Conversion action for text in CGI Stdin
This table summarizes the type of conversion that is performed by the server for each CGI mode.
| CGI_MODE |
Conversion |
Stdin encoding |
Environment variables |
Query_String encoding |
argv encoding |
| %%BINARY%% |
None |
No conversion |
FsCCSID |
No conversion |
No conversion |
| %%EBCDIC%% |
NetCCSID to FsCCSID |
FsCCSID |
FsCCSID |
FsCCSID |
FsCCSID |
| %%EBCDIC%% - with charset tag received |
Calculate target EBCDIC CCSID based on received ASCII charset tag |
EBCDIC equivalent of received charset |
FsCCSID |
FsCCSID |
FsCCSID |
| %%EBCDIC_JCD%% |
Detect input based on received data. Convert data to FsCCSID |
FsCCSID |
FsCCSID |
Detect ASCII input based on received data. Convert data to FsCCSID |
Detect ASCII input based on received data. Convert data to FsCCSID |
| %%MIXED%% (Compatibility mode) |
NetCCSID to FsCCSID (receive charset tag is ignored) |
FsCCSID with ASCII escape sequences |
CCSID 37 |
CCSID 37 with ASCII escape sequences |
CCSID37 with ASCII escape sequences |
Data Conversions on CGI Output
The CgiMode has been enhanced to include an output mode. The output mode, or second half of the CgiMode directive has the following short explanation:
%%MIXED%% - HTTP header output is in CCSID 37, however, the escape sequences must be the EBCDIC representation of the ASCII code point for the 2 characters following the "%" in the escape sequence. An example of a HTTP header that may contain escape sequences is the Location header. HTTP body output is treated as described below.

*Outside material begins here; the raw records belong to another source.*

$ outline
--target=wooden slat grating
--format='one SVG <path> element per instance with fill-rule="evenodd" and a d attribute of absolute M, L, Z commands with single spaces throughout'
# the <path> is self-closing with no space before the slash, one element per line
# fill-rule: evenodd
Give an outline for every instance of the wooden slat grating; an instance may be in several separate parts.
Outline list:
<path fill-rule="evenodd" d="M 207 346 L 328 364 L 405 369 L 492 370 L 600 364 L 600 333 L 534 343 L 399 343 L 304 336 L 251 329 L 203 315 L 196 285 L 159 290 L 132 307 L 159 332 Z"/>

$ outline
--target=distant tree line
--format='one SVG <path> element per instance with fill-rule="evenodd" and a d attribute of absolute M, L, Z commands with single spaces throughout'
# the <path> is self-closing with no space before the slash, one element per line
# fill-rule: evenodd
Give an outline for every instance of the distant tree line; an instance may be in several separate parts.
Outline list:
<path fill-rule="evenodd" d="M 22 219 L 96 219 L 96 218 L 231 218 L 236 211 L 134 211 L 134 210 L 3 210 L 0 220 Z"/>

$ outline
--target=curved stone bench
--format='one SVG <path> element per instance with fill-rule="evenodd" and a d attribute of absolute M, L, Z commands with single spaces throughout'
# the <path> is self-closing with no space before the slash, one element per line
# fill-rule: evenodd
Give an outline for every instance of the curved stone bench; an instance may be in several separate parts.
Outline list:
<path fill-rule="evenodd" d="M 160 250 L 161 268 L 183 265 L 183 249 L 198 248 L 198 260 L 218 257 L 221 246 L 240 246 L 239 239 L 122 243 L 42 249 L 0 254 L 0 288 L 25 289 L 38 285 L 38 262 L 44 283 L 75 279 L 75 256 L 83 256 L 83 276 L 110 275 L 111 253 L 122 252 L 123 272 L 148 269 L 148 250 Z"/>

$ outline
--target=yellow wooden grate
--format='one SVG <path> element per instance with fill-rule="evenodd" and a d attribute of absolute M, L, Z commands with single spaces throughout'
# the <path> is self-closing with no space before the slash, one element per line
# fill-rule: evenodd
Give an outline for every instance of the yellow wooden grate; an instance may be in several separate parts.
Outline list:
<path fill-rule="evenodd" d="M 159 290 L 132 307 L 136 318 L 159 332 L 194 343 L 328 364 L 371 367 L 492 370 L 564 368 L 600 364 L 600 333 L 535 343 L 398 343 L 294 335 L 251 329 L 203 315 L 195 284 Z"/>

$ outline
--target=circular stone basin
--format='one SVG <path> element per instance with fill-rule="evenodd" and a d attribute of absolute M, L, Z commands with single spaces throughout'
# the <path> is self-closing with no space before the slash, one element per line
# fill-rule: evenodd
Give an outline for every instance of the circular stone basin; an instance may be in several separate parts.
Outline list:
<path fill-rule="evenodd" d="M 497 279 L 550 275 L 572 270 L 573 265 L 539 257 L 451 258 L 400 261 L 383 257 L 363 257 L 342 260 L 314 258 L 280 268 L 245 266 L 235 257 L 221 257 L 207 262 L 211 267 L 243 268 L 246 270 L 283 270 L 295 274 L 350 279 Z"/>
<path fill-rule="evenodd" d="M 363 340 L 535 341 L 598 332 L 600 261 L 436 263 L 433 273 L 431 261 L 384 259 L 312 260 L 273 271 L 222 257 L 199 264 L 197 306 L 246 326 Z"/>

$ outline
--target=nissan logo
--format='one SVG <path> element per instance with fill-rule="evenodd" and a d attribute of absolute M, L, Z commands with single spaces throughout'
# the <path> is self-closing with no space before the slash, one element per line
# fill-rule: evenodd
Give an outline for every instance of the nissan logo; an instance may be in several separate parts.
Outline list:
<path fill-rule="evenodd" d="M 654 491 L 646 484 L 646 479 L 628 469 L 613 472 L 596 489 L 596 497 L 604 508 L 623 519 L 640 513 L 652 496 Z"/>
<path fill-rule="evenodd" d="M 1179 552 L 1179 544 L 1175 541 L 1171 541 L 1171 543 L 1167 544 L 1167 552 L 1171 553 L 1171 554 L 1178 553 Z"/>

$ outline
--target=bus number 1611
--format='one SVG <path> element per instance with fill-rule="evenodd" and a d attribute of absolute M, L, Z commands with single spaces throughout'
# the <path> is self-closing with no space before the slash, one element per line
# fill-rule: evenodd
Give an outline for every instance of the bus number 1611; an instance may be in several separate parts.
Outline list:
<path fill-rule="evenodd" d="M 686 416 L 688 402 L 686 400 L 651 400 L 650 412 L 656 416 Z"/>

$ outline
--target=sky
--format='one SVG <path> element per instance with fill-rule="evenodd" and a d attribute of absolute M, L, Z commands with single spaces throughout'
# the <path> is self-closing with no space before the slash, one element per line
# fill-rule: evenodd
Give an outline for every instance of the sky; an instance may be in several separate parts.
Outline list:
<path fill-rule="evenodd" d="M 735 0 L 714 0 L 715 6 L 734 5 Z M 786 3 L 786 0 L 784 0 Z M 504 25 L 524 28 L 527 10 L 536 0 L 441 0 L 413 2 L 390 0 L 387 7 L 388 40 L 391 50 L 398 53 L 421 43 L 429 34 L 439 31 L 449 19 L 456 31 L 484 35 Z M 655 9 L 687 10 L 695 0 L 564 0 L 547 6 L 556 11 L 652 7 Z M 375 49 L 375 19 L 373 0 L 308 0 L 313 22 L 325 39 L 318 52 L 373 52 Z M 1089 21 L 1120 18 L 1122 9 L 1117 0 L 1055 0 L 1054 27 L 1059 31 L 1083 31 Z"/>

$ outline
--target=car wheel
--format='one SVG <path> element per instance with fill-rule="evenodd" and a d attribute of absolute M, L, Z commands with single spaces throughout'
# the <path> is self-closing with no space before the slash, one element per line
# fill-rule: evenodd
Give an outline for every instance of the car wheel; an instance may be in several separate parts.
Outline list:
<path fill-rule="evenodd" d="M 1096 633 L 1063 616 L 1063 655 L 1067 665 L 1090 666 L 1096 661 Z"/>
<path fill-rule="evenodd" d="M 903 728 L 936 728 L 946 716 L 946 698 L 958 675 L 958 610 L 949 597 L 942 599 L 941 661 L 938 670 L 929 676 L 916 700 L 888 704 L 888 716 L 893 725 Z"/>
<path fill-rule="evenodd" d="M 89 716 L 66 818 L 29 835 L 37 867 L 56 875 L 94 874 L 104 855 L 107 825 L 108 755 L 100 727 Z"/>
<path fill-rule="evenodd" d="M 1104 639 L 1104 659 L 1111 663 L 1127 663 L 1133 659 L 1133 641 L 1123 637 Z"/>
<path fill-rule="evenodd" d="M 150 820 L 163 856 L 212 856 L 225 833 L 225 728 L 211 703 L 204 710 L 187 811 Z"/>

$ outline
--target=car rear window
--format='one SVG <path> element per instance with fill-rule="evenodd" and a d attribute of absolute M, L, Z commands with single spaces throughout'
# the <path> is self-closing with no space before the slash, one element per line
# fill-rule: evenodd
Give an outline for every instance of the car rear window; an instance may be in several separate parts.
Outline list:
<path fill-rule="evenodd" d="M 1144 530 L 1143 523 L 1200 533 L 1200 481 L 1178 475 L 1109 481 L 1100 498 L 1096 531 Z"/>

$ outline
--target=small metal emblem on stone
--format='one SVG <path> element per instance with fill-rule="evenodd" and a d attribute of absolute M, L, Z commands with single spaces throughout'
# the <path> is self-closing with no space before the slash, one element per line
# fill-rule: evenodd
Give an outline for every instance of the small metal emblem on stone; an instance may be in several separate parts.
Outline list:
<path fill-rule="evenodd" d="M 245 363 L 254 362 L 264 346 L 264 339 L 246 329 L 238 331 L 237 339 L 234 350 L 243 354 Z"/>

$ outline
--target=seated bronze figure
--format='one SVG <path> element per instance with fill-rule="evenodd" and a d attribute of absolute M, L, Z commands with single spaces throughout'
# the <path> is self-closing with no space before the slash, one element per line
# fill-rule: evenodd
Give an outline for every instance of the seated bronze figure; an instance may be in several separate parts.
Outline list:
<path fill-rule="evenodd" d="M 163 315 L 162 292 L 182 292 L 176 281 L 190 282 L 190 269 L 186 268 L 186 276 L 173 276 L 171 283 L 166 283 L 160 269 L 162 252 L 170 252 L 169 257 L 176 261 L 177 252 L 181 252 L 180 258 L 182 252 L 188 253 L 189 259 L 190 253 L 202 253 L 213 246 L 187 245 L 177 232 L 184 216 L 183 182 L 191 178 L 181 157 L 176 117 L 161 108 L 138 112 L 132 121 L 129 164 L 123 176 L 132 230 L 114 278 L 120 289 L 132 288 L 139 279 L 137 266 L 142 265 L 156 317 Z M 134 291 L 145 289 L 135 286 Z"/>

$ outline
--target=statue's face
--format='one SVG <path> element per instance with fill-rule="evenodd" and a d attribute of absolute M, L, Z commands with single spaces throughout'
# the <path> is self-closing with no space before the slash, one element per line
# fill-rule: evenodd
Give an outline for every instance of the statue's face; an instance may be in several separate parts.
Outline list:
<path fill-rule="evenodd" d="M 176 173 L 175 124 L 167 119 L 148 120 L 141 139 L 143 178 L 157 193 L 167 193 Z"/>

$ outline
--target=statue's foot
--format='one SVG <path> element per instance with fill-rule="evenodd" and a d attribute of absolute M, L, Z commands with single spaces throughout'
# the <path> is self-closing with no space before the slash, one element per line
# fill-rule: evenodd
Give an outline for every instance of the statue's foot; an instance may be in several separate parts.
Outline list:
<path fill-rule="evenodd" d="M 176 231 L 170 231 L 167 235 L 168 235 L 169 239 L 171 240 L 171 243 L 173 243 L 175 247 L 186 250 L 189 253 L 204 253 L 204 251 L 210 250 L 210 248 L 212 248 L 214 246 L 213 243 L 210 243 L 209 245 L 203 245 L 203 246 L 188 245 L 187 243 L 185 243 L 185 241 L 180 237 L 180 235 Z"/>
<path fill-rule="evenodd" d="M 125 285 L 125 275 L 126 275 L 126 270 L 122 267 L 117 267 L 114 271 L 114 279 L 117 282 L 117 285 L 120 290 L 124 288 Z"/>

%%EBCDIC%% - HTTP header output is in CCSID 37, however, the escape sequences must be the EBCDIC representation of the EBCDIC code point for the 2 characters following the "%" in the escape sequence. An example of a HTTP header that may contain escape sequences is the Location header. HTTP body output is treated as described below.
%%BINARY%% - HTTP header output is in CCSID 819 with the escape sequences also being the ASCII representation of the ASCII code point. An example of a HTTP header that may contain escape sequences is the Location header. HTTP body output is treated as described below.
For HTTP body standard-output (stdout) data that is sent from the CGI program, the server recognizes and uses the charset or CCSID parameter on the text/* Content-Types. If you specify ASCII, the server performs no conversions on the data. Otherwise, the system uses the value instead of the DefaultFsCCSID on conversions back to the browser. The system sets an appropriate charset tag for all text/* Content-Types that it sends back to the browser. The exception to this is %%MIXED%% or %%MIXED/MIXED%% or %%BINARY/BINARY%% modes and when the charset/CCSID parameter is set to 65535.
Conversion action and charset tag generation for text in CGI Stdout
This table summarizes the type of conversion that is performed and the charset tag that is returned to the browser by the server.
| CGI Stdout CCSID/Charset in HTTP header |
Conversion action |
Server reply charset tag |
| EBCDIC CCSID/Charset |
Calculate EBCDIC to ASCII conversion based on supplied EBCDIC CCSID/Charset |
Calculated ASCII charset |
| ASCII CCSID/Charset |
No conversion |
Stdout CCSID/Charset as Charset |
| 65535 |
No conversion |
None |
| None (%%BINARY%% or %%BINARY/MIXED%% or %%BINARY/EBCDIC%%) |
Default Conversion - FsCCSID to NetCCSID |
NetCCSID as charset |
| None (%%BINARY/BINARY%%) |
No conversion |
None |
| None (%%EBCDIC%% or %%EBCDIC/MIXED%% or %%EBCDIC/EBCDIC%%) |
Default Conversion - FsCCSID to NetCCSID |
NetCCSID as charset |
| None (%%EBCDIC%% or %%EBCDIC/MIXED%% or %%EBCDIC/EBCDIC%% with charset tag received on HTTP request) |
Use inverse of conversion calculated for stdin |
Charset as received on HTTP request |
| None %%EBCDIC_JCD%% or %%EBCDIC_JCD/MIXED%% or %%EBCDIC_JCD/EBCDIC%% |
Default Conversion - FsCCSID to NetCCSID |
NetCCSID as charset |
| None (%%MIXED%% or %%MIXED/MIXED%%) |
Default Conversion - FsCCSID to NetCCSID |
None
(compatibility
mode) |
| Invalid |
CGI error 500 generated by server |
The server also sets an environment variable CGI_OUTPUT_MODE to reflect the setting for the Cgi output mode. It contains the CGI output conversion mode the server is using for this request. Valid values are %%EBCDIC%%, %%MIXED%%, or %%BINARY%%. The program can use this information to determine what conversion, if any, will be performed by the server on CGI output.
|